Genetic Algorithms (GAs) are heuristic algorithms that are used to approximate the optimal solutions of optimization problems. They are inspired by the theory of natural evolution, where a population of solutions evolves through generations and only the fittest individuals survive at the end. GAs perform very well in many optimization problems in terms of approximation quality and run time. However, a typical GA has several operators such as mutation and crossover, and parameters such as population size and generation number that affect the performance of the GA significantly. In the literature, the operators and parameters of GAs are set based on either the previous experiences of users or trial-error experiments since finding optimum settings of GAs is quite difficult.

In this thesis, a methodology is developed for effectively setting the operators and parameters of GAs. Hence, the best settings that will exploit the potential of the used genetic algorithm can be determined. Typically, performance of a GA is evaluated based on two criteria: (1) approximation quality and (2) run time. Approximation quality of an algorithm is determined based on the closeness of the solution found by the algorithm to the optimal solution. Run time is measured by the computational time the algorithm consumes until termination. In general, there are trade-offs between these two criteria, i.e. higher approximation quality requires more run time, and a GA is expected to find a solution with high approximation quality in a short time. Settings of the operators and parameters affect both criteria, and different settings can be advantageous in terms of different criteria. Therefore, we model the problem of effectively setting the parameters of a GA as a multi-objective optimization problem, using approximation quality and run time as the objectives.

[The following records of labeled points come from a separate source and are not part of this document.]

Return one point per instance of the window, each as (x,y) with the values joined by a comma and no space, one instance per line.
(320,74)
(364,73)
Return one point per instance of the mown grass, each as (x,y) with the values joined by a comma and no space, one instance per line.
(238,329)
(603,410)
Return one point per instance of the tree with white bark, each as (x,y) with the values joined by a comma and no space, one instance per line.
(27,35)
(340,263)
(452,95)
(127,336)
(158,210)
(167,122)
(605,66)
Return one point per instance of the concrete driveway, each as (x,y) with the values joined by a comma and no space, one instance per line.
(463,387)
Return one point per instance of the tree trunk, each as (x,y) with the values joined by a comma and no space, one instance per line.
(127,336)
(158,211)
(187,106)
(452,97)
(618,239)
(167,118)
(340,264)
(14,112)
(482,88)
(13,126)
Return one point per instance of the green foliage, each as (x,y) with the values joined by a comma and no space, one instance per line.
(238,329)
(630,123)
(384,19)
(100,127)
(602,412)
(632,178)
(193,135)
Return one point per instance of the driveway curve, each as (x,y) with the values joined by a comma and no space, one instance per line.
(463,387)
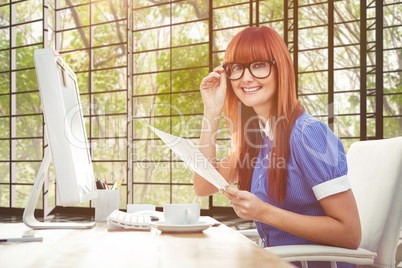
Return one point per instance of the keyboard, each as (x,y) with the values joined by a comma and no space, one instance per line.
(123,220)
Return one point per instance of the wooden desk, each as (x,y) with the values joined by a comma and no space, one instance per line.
(216,247)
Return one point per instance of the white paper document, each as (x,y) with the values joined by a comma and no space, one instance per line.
(190,154)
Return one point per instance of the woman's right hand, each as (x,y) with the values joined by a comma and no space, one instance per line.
(213,91)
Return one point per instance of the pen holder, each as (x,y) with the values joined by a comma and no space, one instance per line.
(106,203)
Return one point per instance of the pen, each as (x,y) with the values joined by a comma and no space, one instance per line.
(114,185)
(118,186)
(106,186)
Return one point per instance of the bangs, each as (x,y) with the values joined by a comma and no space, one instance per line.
(249,45)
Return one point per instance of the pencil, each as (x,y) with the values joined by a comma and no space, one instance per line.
(118,186)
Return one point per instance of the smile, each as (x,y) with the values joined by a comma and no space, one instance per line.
(251,89)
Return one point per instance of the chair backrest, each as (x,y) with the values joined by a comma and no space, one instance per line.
(375,174)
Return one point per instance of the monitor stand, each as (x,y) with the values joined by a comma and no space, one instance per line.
(28,216)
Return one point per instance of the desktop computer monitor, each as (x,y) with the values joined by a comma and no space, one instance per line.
(67,140)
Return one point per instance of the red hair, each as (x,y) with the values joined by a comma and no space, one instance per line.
(251,44)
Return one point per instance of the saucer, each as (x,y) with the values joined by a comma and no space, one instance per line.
(187,228)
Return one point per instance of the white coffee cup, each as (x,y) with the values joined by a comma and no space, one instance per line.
(181,214)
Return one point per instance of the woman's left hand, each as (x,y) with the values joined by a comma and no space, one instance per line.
(246,205)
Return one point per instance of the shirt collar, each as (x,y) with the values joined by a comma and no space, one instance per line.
(267,130)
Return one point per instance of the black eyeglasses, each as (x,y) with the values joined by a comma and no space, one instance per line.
(258,69)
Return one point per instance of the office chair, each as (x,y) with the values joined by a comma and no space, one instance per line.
(375,174)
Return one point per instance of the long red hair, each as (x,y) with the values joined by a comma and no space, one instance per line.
(251,44)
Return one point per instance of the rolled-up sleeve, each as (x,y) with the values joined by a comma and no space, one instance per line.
(320,155)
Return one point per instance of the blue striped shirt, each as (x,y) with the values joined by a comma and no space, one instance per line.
(317,168)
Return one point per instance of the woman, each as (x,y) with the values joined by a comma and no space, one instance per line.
(291,176)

In the thesis, we employ a multi-objective evolutionary algorithm (MOEA) to solve the problem and discover the trade-offs between approximation quality and run time of GAs. MOEAs are population-based heuristics that mimic natural evolution process and find a well-converged and well-diversified set of nondominated solutions. In our approach, each solution of MOEA represents a setting for operators and parameters of the GA considered. To evaluate a solution in the population, the GA is run using the settings defined in the solution. The fittest settings in terms of approximation quality and run time survive through generations. At the end, a set of settings, each of which is better on another criterion, is found.

The developed methodology is demonstrated on travelling salesperson problems (TSP). A GA that is used to solve TSP is selected. Several alternatives for operators and parameters are considered for the GA, and the best settings are investigated by experimenting on 31 TSP instances selected from the literature. The set of best settings is searched using NSGA-II, a well-known MOEA. Then a greedy heuristic is developed to help decision makers to reduce the size of the set of final solutions based on their preferences.